那得要到多严重的程度才行啊。
“小炎夏,你还不快动手。”林之羽弯腰凑到他面前,调皮地眨了眨眼,“莫非你也想挨打?”
“贱狗,贱狗不想。”
炎夏被口水呛咳了一下,沙哑着声音回道,他慢吞吞地拾起地上的牛皮拍子,大拇指与食指在硬挺的皮面不断地捻磨。
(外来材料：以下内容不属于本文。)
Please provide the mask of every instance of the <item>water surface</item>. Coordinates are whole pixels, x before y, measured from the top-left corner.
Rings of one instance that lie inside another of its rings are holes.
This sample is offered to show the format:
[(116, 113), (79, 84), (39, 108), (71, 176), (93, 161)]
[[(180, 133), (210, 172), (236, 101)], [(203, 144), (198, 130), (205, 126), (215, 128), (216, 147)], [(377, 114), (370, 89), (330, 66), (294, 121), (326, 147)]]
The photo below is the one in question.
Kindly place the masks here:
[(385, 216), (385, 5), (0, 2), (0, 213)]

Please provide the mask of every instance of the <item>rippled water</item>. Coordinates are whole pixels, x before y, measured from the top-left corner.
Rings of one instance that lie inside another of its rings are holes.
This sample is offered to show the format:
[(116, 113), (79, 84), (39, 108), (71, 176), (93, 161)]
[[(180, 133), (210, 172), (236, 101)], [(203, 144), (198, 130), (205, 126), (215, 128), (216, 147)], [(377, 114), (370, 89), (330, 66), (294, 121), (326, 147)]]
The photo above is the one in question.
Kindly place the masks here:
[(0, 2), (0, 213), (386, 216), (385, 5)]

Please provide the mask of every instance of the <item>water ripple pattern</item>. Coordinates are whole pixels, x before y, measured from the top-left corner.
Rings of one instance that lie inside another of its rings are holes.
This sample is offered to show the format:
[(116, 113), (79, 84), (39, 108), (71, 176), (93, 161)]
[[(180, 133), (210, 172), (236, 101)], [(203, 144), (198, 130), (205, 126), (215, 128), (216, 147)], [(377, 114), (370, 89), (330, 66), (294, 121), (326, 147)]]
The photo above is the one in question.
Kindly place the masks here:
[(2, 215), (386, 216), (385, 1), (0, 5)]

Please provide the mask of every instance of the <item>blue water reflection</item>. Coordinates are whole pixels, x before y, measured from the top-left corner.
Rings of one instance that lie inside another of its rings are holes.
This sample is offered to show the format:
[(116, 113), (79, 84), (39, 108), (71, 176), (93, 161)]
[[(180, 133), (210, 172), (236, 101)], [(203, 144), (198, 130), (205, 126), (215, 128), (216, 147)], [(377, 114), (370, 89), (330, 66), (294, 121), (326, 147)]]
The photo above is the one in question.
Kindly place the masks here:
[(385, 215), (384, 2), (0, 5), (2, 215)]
小栩已经摆好姿势,双手交叠放在额头前,腰部压低,屁股撅得高高的。
肿胀青紫而满是淤黑的臀肉,还有中间那几个烟灰烫出来的疤痕,炎夏只要瞧一眼便觉得触目惊心。
他真的是不忍心再在这样遍体鳞伤的部位施与哪怕一点点责罚,但他也是受制于人,没有自主,只能狠下心肠挥动手里的牛皮拍子重重地责打在上面。
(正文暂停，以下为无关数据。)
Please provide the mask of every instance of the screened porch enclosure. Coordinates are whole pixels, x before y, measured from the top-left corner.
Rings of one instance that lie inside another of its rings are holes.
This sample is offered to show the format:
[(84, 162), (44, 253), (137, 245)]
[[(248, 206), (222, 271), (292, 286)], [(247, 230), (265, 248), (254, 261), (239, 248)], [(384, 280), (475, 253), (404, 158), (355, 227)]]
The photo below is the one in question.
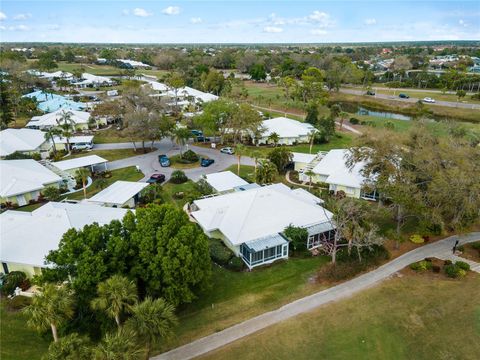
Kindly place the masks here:
[(240, 255), (252, 269), (277, 259), (288, 258), (288, 241), (280, 234), (249, 241), (240, 245)]

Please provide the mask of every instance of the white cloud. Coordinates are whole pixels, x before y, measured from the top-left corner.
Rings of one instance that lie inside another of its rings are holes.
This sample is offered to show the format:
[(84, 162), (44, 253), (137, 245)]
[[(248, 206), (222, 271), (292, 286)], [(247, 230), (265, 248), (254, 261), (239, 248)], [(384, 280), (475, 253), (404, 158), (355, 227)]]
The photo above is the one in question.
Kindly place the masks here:
[(27, 20), (32, 17), (32, 14), (25, 13), (25, 14), (17, 14), (13, 17), (13, 20)]
[(278, 26), (265, 26), (263, 31), (268, 33), (281, 33), (283, 32), (283, 29)]
[(180, 8), (178, 6), (169, 6), (162, 10), (165, 15), (178, 15), (180, 14)]
[(323, 11), (315, 10), (313, 13), (311, 13), (308, 16), (308, 18), (312, 22), (316, 23), (316, 26), (319, 26), (319, 27), (326, 28), (333, 25), (333, 21), (330, 15)]
[(328, 32), (324, 29), (313, 29), (312, 31), (310, 31), (310, 33), (312, 35), (327, 35)]
[(27, 25), (16, 25), (16, 26), (9, 26), (8, 30), (10, 31), (28, 31), (30, 28)]
[(139, 17), (147, 17), (147, 16), (152, 16), (153, 15), (153, 13), (148, 12), (147, 10), (142, 9), (142, 8), (135, 8), (135, 9), (133, 9), (132, 13), (133, 13), (133, 15), (139, 16)]

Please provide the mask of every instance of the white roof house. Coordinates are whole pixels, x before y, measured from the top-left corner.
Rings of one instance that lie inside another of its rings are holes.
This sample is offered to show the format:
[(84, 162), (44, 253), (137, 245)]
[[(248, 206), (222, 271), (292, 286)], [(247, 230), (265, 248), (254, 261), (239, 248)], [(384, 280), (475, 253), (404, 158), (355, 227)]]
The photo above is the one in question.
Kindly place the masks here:
[(89, 73), (82, 74), (82, 81), (76, 82), (73, 85), (89, 86), (89, 85), (112, 85), (114, 81), (106, 76), (98, 76)]
[(238, 186), (248, 185), (248, 182), (231, 171), (222, 171), (205, 175), (205, 180), (217, 192), (233, 190)]
[(108, 160), (98, 155), (88, 155), (88, 156), (82, 156), (75, 159), (53, 162), (52, 165), (59, 170), (68, 171), (68, 170), (79, 169), (87, 166), (93, 167), (94, 165), (99, 165), (99, 164), (105, 164), (105, 168), (106, 168), (107, 162)]
[[(191, 215), (207, 235), (218, 237), (220, 233), (225, 244), (253, 267), (288, 257), (288, 242), (280, 234), (289, 225), (306, 228), (312, 241), (320, 233), (333, 230), (332, 213), (321, 203), (303, 189), (273, 184), (196, 200)], [(315, 246), (319, 245), (317, 239)], [(271, 248), (273, 253), (255, 255), (263, 251), (259, 248)]]
[[(175, 91), (170, 90), (168, 91), (168, 95), (175, 97)], [(209, 102), (218, 100), (218, 96), (210, 93), (206, 93), (189, 86), (185, 86), (182, 88), (177, 89), (177, 96), (181, 98), (194, 98), (195, 102)]]
[(32, 117), (32, 119), (26, 125), (26, 127), (35, 127), (35, 128), (43, 129), (43, 128), (58, 126), (58, 122), (59, 121), (61, 122), (64, 112), (70, 113), (70, 118), (75, 125), (88, 126), (90, 113), (86, 111), (58, 109), (54, 112), (51, 112), (45, 115)]
[(88, 202), (107, 206), (134, 206), (135, 203), (130, 204), (131, 200), (137, 196), (143, 189), (149, 186), (144, 182), (133, 181), (116, 181), (106, 189), (94, 195)]
[(295, 142), (309, 142), (312, 132), (317, 131), (312, 124), (278, 117), (264, 120), (261, 128), (264, 130), (259, 140), (260, 144), (267, 143), (268, 137), (276, 133), (279, 136), (280, 145), (293, 145)]
[(62, 181), (35, 160), (0, 160), (0, 197), (8, 198)]
[(45, 256), (56, 250), (65, 232), (94, 222), (105, 225), (121, 220), (128, 210), (98, 205), (49, 202), (30, 212), (0, 214), (1, 261), (45, 267)]
[(362, 170), (365, 162), (358, 162), (350, 168), (346, 164), (348, 154), (348, 149), (333, 149), (325, 154), (317, 154), (310, 162), (301, 161), (308, 160), (307, 157), (302, 159), (302, 156), (298, 156), (298, 161), (295, 161), (294, 156), (295, 169), (300, 172), (302, 181), (310, 181), (303, 172), (305, 166), (309, 166), (315, 174), (312, 180), (329, 184), (331, 191), (343, 191), (347, 196), (374, 200), (377, 196), (375, 191), (372, 194), (364, 194), (362, 191), (365, 182)]
[[(5, 129), (0, 131), (0, 156), (7, 156), (16, 151), (35, 152), (45, 144), (45, 133), (33, 129)], [(48, 150), (48, 147), (47, 149)]]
这种拍子打在人的身后,鞭挞声闷闷的,一下一下也击打在炎夏的心头上,沉沉的、钝钝的疼。
由于司徒也说的是要彻底打烂小栩的屁股,炎夏每一下的拍击都用尽十足的力气,臀肉在棕色的牛皮拍子之下翻滚,压扁成各种软烂的形状。
小栩婉转地呻吟着,这种程度的痛楚对于他‘身经百战’的肉体来说不算什么,他一贯是被玩烂玩透的了,因此在炎夏累得气喘吁吁时,他还能跟着鞭挞的频率发出一阵阵柔婉清透的轻吟声,让观赏者们身心舒畅地欣赏眼前的这一幕表演。